What are Personal Loans?
A personal loan is typically borrowed from your bank or through a shop where you are buying an expensive item. You can agree to pay back personal loans over a fixed term by making set monthly payments.
There may be an arrangement fee when you take out a personal loan.
Personal loans are a safer alternative to credit cards, the interest rate will be cheaper
What is a secured loan?
If you are a homeowner and need some finances , then the secured personal loan is for you. It risk for the borrower, as your property is put up as collateral.
Secured loans? Beware!!
If you are thinking of getting a secured loan you should be reluctant to if..
- you have debt problems,. taking on more debt to clear an existing debt may not be a good idea as your home may be at risk.
- You are Unemployed
- Self Employed, having periods of high and low income may put your home at risk
What are Unsecured Loans?
If you’re not a home owner, or don’t want to or cannot use the equity on your home as security, then an unsecured loan is for you.

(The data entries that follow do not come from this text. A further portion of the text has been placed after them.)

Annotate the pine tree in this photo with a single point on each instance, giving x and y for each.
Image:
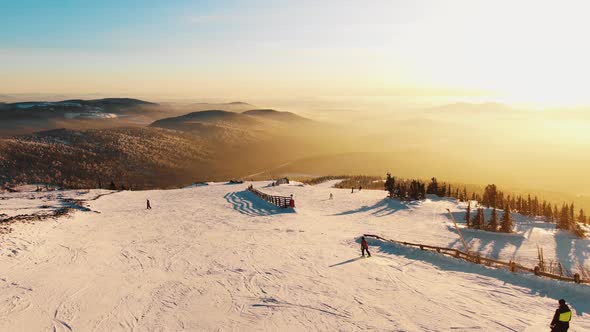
(564, 222)
(432, 188)
(477, 221)
(506, 223)
(390, 185)
(582, 217)
(494, 221)
(468, 215)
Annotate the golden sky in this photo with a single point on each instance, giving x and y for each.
(514, 51)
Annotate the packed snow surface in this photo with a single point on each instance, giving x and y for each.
(217, 258)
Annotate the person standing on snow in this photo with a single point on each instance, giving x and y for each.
(364, 246)
(562, 317)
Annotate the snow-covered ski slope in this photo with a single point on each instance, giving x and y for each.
(217, 258)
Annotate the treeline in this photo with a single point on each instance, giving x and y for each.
(565, 217)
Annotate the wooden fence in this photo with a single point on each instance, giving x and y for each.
(478, 259)
(280, 201)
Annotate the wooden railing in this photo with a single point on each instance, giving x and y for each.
(478, 259)
(280, 201)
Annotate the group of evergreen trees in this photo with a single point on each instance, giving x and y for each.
(479, 222)
(565, 218)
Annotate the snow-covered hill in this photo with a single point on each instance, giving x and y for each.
(216, 258)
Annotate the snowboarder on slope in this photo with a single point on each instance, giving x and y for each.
(364, 246)
(562, 317)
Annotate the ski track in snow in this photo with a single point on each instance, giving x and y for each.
(217, 258)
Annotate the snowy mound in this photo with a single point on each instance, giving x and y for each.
(216, 258)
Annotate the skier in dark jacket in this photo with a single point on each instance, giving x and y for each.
(364, 246)
(562, 317)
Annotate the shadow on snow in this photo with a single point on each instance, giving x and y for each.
(384, 207)
(249, 204)
(576, 295)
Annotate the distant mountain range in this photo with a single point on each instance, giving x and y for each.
(32, 116)
(166, 151)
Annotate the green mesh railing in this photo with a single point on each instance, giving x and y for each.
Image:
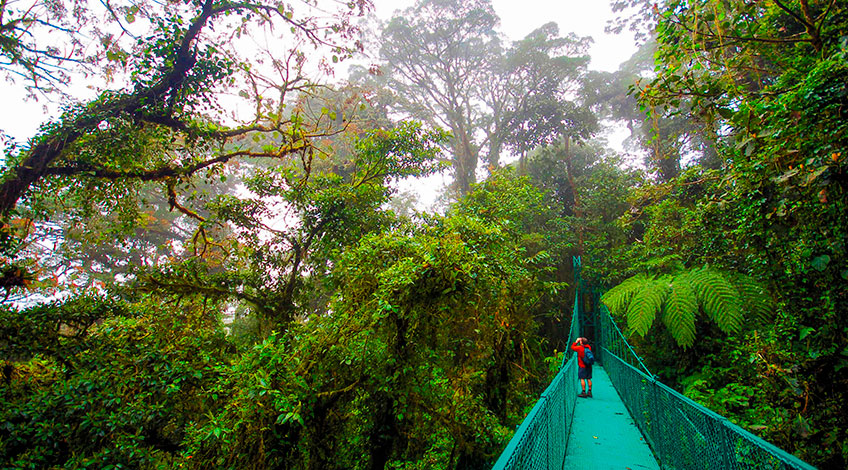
(682, 433)
(542, 438)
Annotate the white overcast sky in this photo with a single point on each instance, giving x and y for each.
(21, 118)
(582, 17)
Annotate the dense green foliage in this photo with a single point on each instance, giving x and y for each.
(188, 288)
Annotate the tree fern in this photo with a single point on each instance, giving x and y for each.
(728, 299)
(646, 304)
(718, 298)
(619, 296)
(680, 310)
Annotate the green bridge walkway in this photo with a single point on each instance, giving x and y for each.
(633, 421)
(604, 436)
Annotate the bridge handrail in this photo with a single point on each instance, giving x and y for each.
(684, 434)
(613, 339)
(540, 442)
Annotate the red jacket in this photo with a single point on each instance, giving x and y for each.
(581, 351)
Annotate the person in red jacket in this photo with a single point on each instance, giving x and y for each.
(584, 372)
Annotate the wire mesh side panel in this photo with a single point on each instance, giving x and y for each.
(541, 440)
(682, 433)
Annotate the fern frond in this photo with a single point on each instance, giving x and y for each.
(617, 298)
(680, 310)
(719, 299)
(646, 304)
(756, 301)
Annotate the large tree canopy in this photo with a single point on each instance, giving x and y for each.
(450, 68)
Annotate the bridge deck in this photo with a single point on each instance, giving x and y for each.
(603, 434)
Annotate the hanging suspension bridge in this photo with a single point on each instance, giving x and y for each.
(633, 421)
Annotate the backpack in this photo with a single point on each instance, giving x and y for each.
(588, 357)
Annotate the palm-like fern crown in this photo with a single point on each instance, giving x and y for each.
(726, 299)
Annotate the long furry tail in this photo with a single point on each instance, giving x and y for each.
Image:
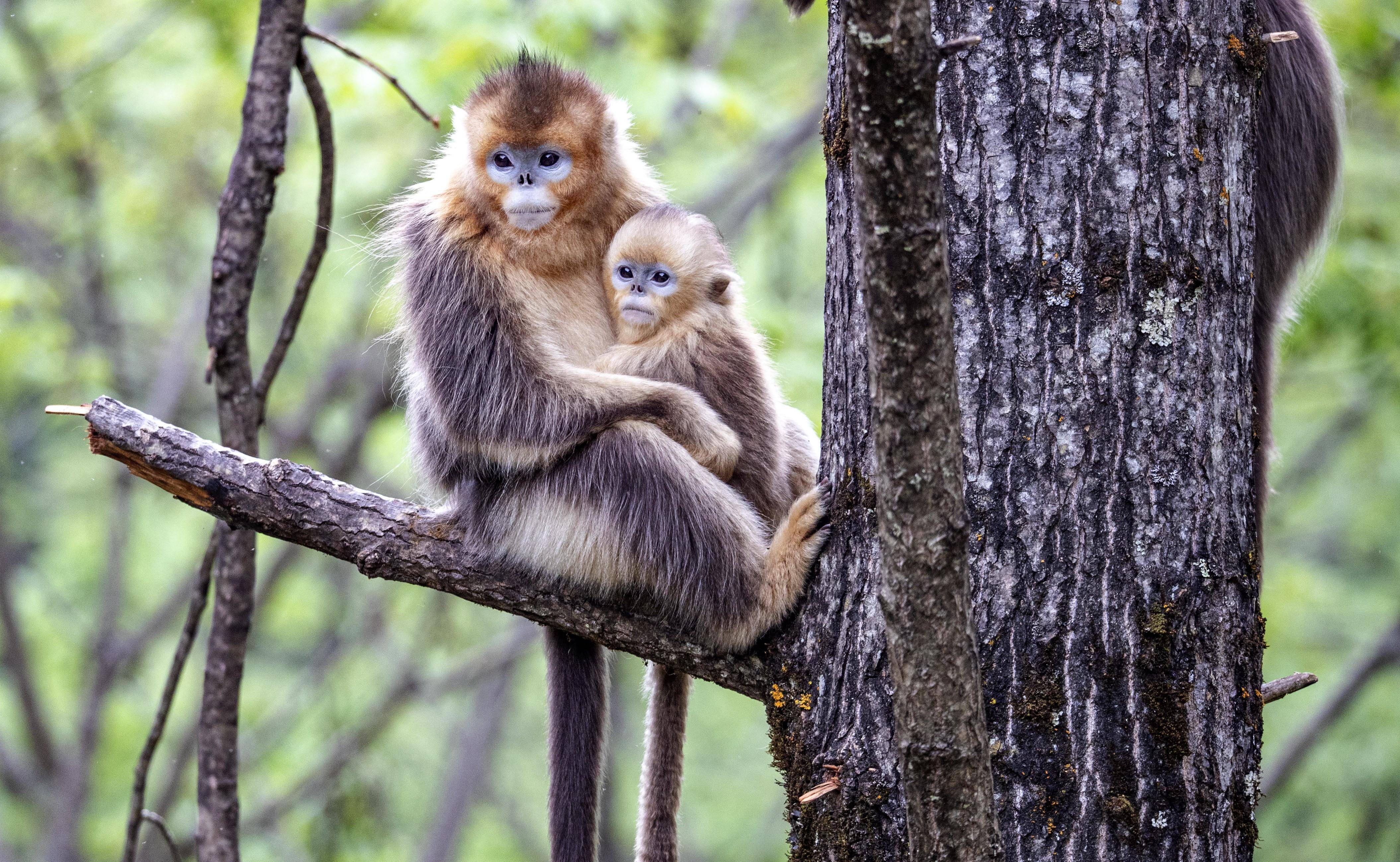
(661, 764)
(1300, 153)
(577, 672)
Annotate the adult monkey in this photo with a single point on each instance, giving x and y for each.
(551, 467)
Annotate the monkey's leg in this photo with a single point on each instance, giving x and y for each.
(794, 549)
(577, 672)
(661, 764)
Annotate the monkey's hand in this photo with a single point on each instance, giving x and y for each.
(679, 412)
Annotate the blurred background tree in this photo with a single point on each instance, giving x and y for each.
(381, 723)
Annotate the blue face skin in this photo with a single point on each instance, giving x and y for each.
(643, 283)
(530, 173)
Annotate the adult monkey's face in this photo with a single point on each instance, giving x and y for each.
(542, 145)
(528, 176)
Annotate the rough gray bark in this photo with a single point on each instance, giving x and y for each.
(892, 73)
(1100, 166)
(243, 222)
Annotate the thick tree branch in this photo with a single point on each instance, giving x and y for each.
(892, 73)
(391, 539)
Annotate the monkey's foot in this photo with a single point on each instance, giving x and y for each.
(792, 555)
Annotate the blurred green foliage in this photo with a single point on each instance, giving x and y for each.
(117, 124)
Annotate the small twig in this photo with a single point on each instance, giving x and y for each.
(1287, 685)
(394, 82)
(833, 781)
(953, 47)
(166, 832)
(325, 202)
(198, 598)
(1382, 654)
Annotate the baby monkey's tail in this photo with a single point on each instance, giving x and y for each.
(577, 672)
(661, 764)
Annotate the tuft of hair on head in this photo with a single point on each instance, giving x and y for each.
(535, 89)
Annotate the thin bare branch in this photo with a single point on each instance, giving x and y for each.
(321, 237)
(243, 226)
(394, 82)
(1286, 686)
(1382, 654)
(166, 832)
(199, 595)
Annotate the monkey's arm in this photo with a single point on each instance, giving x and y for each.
(801, 448)
(488, 397)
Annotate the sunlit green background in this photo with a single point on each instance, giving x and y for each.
(117, 124)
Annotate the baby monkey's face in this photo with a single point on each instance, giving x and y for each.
(642, 290)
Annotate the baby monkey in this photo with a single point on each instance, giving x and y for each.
(679, 318)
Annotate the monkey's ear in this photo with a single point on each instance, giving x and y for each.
(724, 287)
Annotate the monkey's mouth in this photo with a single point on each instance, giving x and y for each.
(531, 217)
(636, 313)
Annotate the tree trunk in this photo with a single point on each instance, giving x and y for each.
(1100, 164)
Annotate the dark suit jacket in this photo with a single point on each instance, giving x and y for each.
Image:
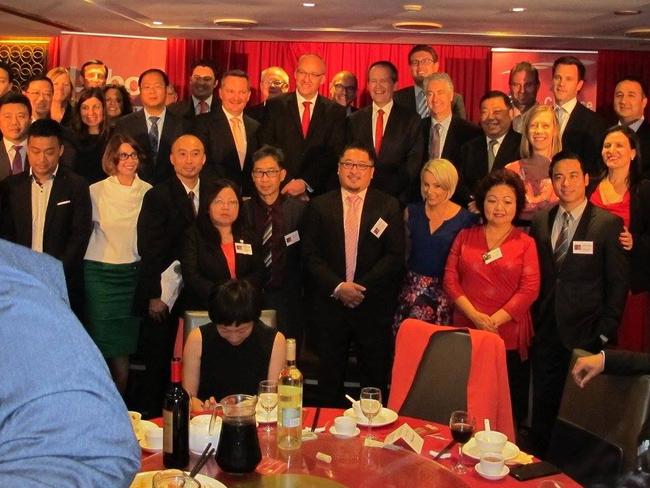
(135, 126)
(406, 98)
(380, 260)
(585, 297)
(204, 264)
(474, 162)
(583, 135)
(315, 157)
(399, 160)
(460, 131)
(221, 153)
(165, 215)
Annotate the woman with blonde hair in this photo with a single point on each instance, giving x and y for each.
(431, 226)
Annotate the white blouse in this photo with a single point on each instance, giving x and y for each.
(116, 208)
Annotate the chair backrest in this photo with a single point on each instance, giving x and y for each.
(595, 435)
(440, 384)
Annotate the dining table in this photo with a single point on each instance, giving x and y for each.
(329, 461)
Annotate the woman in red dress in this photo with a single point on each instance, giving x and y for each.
(622, 192)
(492, 276)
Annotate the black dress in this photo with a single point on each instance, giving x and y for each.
(228, 369)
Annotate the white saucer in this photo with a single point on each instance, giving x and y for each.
(492, 477)
(344, 436)
(471, 450)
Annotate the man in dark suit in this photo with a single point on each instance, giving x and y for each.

If you have an adverse credit history, and your CCJ’s, financial defaults etc are more than a year old, then you may need an unsecured loan
Loans | Tenants
If you are a tenant, you are not able to get a secured loan, because a secured loan needs your home to be collateral.
Loans for tenants | – Advantages
- Unsecured tenant loans do not need security provided against them. This is why unsecured tenant loans do not have low interest rates.
- As a tenant an unsecured loan application may be processed quicker, no need to have your home valued before the decision
Loans for tenants | – Disadvantages
- The tenant loan provider will be a great deal less patient with any defaults on the loan.
- You will find it more difficult to get approval for a tenant loan. More detailed credit checks may be carried out on you.
Debt consolidation
In the 1990′s and 2000′s loans were incredibly easy to get of course this had the side-effect of placing more people in debt, debts may range from £200 to £200,000,00. Most of these debts come from many sources, credit cards, utility bills finance arrangements etc. With debt consolidation the idea is simple, rather than paying off your bills individually which will probably have differing rates of interest, you arrange a loan that will cover all your debts, and hopefully you will benefit from a lower rate of interest on your repayments, and of course having all your debts consolidated into one loan you know exactly how much money is owed and what your repayments will pay from month to month. If your debts are current meaning you were are still paying them off as Pre-arranged by your lender then you will probably find a debt consolidation loan with a favourable rate of interest, however if your debts are outstanding debts that have may be gone to a county court or of being placed in the hands of the debt collection agency you may well find yourself paying a higher rate of interest.
Consolidating your debts, obtaining one secured loan to pay off non-secured credit loans, credit cards, store cards, catalogues etc.
Debt Loans are ideal for students.
Debt Consolidation Objectives
The object is to obtain a cheap rate loan with low cost payments, preferably without affecting your credit rating or risking any assets.
- The consolidation loan lender usually handles all contacts with your creditors,
Adverse Credit Loans
We know it is easy to get a adverse credit history, and that once its there getting things like loans or mortgages becomes increasingly difficult. CCJ’s, having no proof of income, credit history or tenant arrears can all stop you getting the loan you need.